What’s it like to drive?
The main issues are the rather strange handling characteristics of the Mini Countryman. It’s an odd mix of the usual super sharp turn-in, but with much more roll. There’s more suspension travel on offer too and together with the higher centre of gravity (thanks to the taller body and ride height) it combines to remove much of the fun from the driving experience.
As for ride quality, this depends on how you spec the car. Go for the Chili pack on the All4 version and you get 17-inch wheels, which do compromise the ride without adding much to the driving experience. Run-flats are optional. Avoid them.
How does it compare?
It is the run-away success of cars such as the Nissan Qashqai that Mini is chasing and there’s no doubt the Countryman makes a more stylish choice. But you will have to buy into the whole Mini ethos to put the Countryman top of its class, as it is so much more expensive than its rivals. A Mini Countryman Cooper D All4 lists at £19,875.
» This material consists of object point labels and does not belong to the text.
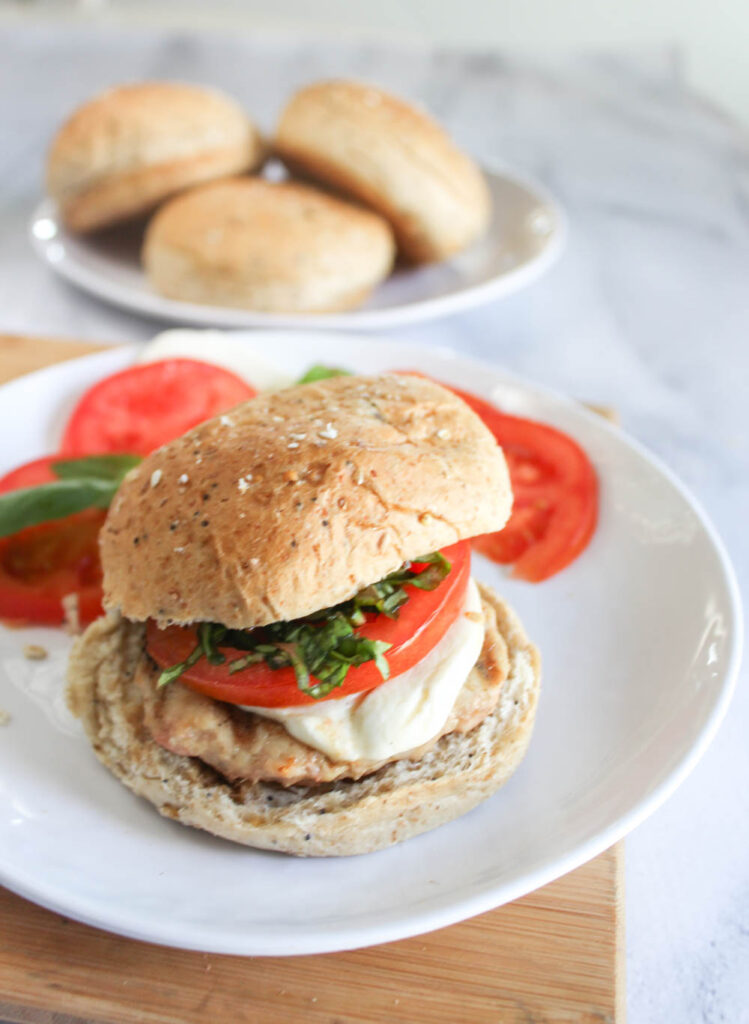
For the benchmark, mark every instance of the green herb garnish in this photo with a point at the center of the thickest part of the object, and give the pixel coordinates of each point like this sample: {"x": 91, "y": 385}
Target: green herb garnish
{"x": 321, "y": 373}
{"x": 322, "y": 647}
{"x": 83, "y": 483}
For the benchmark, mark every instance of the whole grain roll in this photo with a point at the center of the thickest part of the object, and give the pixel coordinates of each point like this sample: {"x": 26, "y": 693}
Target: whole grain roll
{"x": 273, "y": 247}
{"x": 296, "y": 500}
{"x": 125, "y": 151}
{"x": 390, "y": 156}
{"x": 401, "y": 800}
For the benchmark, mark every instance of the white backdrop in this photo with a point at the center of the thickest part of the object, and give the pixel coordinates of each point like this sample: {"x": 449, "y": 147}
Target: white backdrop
{"x": 709, "y": 39}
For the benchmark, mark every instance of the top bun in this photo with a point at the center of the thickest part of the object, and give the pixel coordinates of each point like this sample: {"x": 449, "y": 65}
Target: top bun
{"x": 123, "y": 152}
{"x": 392, "y": 157}
{"x": 296, "y": 500}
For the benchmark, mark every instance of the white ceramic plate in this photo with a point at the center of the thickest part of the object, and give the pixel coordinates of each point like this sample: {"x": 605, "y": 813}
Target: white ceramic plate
{"x": 640, "y": 643}
{"x": 526, "y": 237}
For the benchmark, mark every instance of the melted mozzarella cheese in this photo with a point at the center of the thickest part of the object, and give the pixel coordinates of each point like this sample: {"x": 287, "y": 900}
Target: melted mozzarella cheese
{"x": 220, "y": 349}
{"x": 401, "y": 714}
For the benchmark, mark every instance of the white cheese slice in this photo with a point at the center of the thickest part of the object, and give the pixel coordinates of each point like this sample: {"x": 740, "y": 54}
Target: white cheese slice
{"x": 403, "y": 713}
{"x": 220, "y": 349}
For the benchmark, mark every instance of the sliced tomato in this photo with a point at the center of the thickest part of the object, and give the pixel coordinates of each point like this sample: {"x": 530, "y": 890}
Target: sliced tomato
{"x": 29, "y": 475}
{"x": 555, "y": 494}
{"x": 42, "y": 564}
{"x": 422, "y": 622}
{"x": 141, "y": 408}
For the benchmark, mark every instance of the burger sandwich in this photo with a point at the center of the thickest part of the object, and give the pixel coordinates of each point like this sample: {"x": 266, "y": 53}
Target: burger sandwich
{"x": 295, "y": 655}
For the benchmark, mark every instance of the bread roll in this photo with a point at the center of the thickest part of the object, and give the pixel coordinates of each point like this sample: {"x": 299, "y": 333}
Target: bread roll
{"x": 392, "y": 157}
{"x": 272, "y": 247}
{"x": 123, "y": 152}
{"x": 296, "y": 500}
{"x": 401, "y": 800}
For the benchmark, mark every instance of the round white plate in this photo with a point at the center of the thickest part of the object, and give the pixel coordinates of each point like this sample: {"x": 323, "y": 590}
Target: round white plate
{"x": 640, "y": 644}
{"x": 526, "y": 237}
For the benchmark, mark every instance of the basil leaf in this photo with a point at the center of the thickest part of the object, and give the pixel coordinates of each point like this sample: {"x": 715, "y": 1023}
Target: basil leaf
{"x": 321, "y": 373}
{"x": 175, "y": 671}
{"x": 322, "y": 647}
{"x": 101, "y": 467}
{"x": 30, "y": 506}
{"x": 209, "y": 636}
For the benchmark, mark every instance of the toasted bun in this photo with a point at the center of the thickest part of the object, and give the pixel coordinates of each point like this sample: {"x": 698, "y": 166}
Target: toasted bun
{"x": 402, "y": 800}
{"x": 266, "y": 246}
{"x": 298, "y": 499}
{"x": 392, "y": 157}
{"x": 125, "y": 151}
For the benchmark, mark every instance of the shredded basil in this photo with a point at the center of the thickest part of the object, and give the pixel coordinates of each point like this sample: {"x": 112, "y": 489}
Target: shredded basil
{"x": 322, "y": 647}
{"x": 321, "y": 373}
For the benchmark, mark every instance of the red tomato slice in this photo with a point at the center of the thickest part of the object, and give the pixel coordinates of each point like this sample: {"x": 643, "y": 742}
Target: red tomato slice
{"x": 555, "y": 495}
{"x": 42, "y": 564}
{"x": 29, "y": 475}
{"x": 143, "y": 407}
{"x": 421, "y": 624}
{"x": 555, "y": 506}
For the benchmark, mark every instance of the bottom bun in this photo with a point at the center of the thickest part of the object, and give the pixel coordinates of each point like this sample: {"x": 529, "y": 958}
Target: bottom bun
{"x": 399, "y": 801}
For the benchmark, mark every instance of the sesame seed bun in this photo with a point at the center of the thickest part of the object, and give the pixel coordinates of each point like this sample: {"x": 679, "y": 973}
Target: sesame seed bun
{"x": 296, "y": 500}
{"x": 276, "y": 247}
{"x": 390, "y": 156}
{"x": 125, "y": 151}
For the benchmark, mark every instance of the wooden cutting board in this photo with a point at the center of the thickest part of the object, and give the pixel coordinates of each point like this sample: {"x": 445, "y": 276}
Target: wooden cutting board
{"x": 555, "y": 956}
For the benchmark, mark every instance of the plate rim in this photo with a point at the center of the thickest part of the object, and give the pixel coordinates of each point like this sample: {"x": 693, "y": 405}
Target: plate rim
{"x": 446, "y": 911}
{"x": 173, "y": 310}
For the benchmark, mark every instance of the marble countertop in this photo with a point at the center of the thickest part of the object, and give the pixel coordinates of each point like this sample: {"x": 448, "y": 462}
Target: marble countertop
{"x": 648, "y": 310}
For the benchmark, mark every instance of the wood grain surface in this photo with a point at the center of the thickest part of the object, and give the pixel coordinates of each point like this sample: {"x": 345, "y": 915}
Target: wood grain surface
{"x": 554, "y": 956}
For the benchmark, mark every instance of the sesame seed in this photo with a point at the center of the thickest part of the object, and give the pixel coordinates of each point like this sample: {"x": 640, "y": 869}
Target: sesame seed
{"x": 35, "y": 652}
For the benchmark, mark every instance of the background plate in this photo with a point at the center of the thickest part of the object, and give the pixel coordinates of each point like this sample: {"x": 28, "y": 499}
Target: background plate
{"x": 527, "y": 235}
{"x": 640, "y": 640}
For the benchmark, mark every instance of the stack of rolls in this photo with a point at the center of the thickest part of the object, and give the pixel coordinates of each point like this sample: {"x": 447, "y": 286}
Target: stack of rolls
{"x": 380, "y": 180}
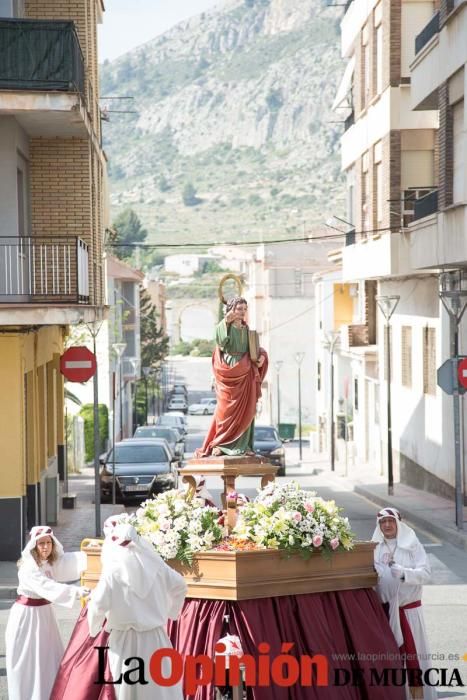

Anything else I need to know?
BMW isn’t expecting much uptake of the All4 version and I expect they’re right not to. The 4WD doesn’t add anything to the drive. BMW couldn’t tell me if the difference in power between the One D and Cooper D (22bhp and 44lb ft of torque) was simply down to a recalibration of the ECU but I suspect it is, as the CO2 figures for both are identical at 115g CO2/km.